Two stories in The Australian caught our attention this week. The first article revealed that rents for Brisbane apartments have fallen by between 10 and 17 per cent in the last six months as the market has been flooded with new unit developments.
Overall, the city’s off-the-plan sales have dived to their lowest level since 2011, with just 272 transactions in the last quarter, a 13.7 per cent fall on the previous quarter.
Another piece by Robert Gottliebsen says Melbourne too is facing a looming apartment crisis. There, around 15,000 apartments are due to settle around June 30. Two-thirds – mostly larger developments – are owned by major Asian institutions or funded by the big Chinese banks who are in it for the long-haul.

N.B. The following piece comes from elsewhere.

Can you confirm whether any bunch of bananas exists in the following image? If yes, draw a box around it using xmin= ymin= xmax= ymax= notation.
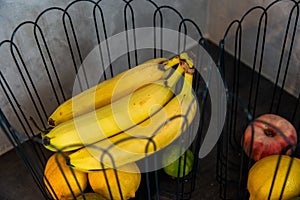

Investors left scrambling for cash
But the other 5,000 smaller developments were bought by local and Chinese investors about three years ago. Many purchased several units as all that was needed on each was a 10 per cent deposit.
Their plan was that when the settlement was due, they would sell the extra unit at a profit – and pay off the remaining apartment.
But the units have not risen in price so they will need full funding – and the banks are no longer lending. Gottliebsen says that local banks have dropped the amount they will lend to locals wanting to settle while Chinese investors can’t get funding here or from home.
The result? A lot of apartments coming onto the market in both cities – and owners who will be keen to sell.
Not good news for investors – but for mums and dads looking to downsize? The next 12 months could be the time to do it.